Karayolları Trafik Yönetmeliği‘nde Seyyar Vinçlerin tanımı yapılmıştır.
SF Seyyar vinçler: (Ek:RG-21/3/2012-28240)Kaldırma momenti 400 kNm’ye eşit veya daha fazla olan bir vinci bulunan ve araç üzerinde eşya taşımak amacına uygun olmayan N3 kategorisi özel amaçlı araçlar.
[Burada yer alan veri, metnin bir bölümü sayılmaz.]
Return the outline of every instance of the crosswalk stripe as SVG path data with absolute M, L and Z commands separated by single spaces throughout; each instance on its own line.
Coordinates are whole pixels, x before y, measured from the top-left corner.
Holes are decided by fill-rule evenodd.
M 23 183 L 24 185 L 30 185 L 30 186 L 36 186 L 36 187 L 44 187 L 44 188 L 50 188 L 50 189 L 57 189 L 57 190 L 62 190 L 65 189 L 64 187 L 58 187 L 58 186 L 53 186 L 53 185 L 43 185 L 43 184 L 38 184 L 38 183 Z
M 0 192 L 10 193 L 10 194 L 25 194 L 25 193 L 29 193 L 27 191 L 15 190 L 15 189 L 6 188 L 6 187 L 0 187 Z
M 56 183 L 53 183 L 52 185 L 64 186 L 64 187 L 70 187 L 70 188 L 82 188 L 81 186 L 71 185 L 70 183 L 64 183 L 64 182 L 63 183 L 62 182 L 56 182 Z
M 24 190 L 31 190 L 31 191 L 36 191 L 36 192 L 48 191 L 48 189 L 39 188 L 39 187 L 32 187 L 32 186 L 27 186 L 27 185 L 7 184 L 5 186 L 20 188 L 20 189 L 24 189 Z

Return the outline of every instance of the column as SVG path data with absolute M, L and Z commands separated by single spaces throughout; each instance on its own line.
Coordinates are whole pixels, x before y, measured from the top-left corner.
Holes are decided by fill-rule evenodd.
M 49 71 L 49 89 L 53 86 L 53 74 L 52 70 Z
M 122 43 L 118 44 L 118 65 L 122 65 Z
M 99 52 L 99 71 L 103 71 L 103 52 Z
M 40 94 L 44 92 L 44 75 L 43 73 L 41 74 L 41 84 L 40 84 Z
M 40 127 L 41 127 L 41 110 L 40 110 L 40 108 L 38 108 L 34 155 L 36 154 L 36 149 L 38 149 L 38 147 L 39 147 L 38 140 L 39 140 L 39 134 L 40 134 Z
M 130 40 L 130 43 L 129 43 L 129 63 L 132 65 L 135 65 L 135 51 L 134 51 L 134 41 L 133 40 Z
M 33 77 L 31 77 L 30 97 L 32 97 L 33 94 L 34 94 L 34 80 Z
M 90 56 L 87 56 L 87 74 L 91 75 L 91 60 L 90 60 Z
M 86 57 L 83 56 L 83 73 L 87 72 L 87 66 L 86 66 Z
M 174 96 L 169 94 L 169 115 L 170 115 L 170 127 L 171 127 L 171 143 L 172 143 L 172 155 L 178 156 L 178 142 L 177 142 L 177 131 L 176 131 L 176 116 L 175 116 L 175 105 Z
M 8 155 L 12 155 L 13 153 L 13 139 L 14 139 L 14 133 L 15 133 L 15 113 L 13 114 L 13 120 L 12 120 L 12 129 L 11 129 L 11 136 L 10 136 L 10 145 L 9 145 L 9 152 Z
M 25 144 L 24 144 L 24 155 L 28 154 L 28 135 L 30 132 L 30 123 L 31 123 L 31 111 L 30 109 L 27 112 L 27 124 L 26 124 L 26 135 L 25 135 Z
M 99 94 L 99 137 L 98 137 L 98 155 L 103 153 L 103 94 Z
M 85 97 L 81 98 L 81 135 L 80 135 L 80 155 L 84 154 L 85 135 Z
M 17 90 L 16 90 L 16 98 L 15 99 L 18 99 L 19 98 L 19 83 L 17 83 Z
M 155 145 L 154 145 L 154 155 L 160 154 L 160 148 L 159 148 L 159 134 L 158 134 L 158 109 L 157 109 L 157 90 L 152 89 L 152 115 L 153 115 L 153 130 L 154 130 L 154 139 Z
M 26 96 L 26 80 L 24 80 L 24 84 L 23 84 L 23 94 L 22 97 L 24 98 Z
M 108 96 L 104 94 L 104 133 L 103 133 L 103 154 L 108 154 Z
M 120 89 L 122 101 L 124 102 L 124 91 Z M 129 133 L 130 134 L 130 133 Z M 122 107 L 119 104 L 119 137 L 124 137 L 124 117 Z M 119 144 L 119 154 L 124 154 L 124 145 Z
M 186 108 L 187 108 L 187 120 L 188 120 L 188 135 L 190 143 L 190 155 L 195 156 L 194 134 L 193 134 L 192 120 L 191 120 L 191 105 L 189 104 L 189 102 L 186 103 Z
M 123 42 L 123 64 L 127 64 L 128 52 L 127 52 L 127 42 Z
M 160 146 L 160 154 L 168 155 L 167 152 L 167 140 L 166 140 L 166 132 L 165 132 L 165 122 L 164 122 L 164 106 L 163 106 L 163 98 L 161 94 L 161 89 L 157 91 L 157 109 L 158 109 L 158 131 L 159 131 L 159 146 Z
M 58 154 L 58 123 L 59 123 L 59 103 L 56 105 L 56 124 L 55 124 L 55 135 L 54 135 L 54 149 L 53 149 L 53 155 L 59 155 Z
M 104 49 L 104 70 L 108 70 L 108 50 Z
Trafik Yönetmeliği kapsamında ele alınan vinç aynı zamanda bir iş makinesi ve motorlu araçtır. Vinç bir nakliye aracı değildir. Vinçler seyyar yani hareketli olmak zorunda değildir. Biz biliyoruz ki binaların yapımında monte edilerek kullanılmak üzere sabit vinçler de bulunmaktadır. Buna karşın sabit vinçlerin bir taşınmaz olarak da dikkate alınmaması gerekir. Vergi İdaresi önceki tarihlerde verdiği özelgelerde sabit vinçlerin taşınmaz olarak değerlendirilmeyeceğini açıklığa kavuşturmuştur.
Öte yandan, istisnaya konu olan taşınmazlar, Türk Medeni Kanununda “Taşınmaz” olarak tanımlanan ve esas niteliği bakımından bir yerden başka bir yere taşınması mümkün olmayan, yerinde sabit olan mallardır.
Türk Medeni Kanununun 704 üncü maddesinde;
- Arazi,
- Tapu siciline ayrı sayfaya kaydedilen bağımsız ve sürekli haklar,
- Kat mülkiyeti kütüğüne kayıtlı bağımsız bölümlerin,
gayrimenkul mülkiyetinin konusunu oluşturduğu belirtilerek, bir nevi taşınmaz olarak değerlendirilecek mal ve haklar sayılmıştır.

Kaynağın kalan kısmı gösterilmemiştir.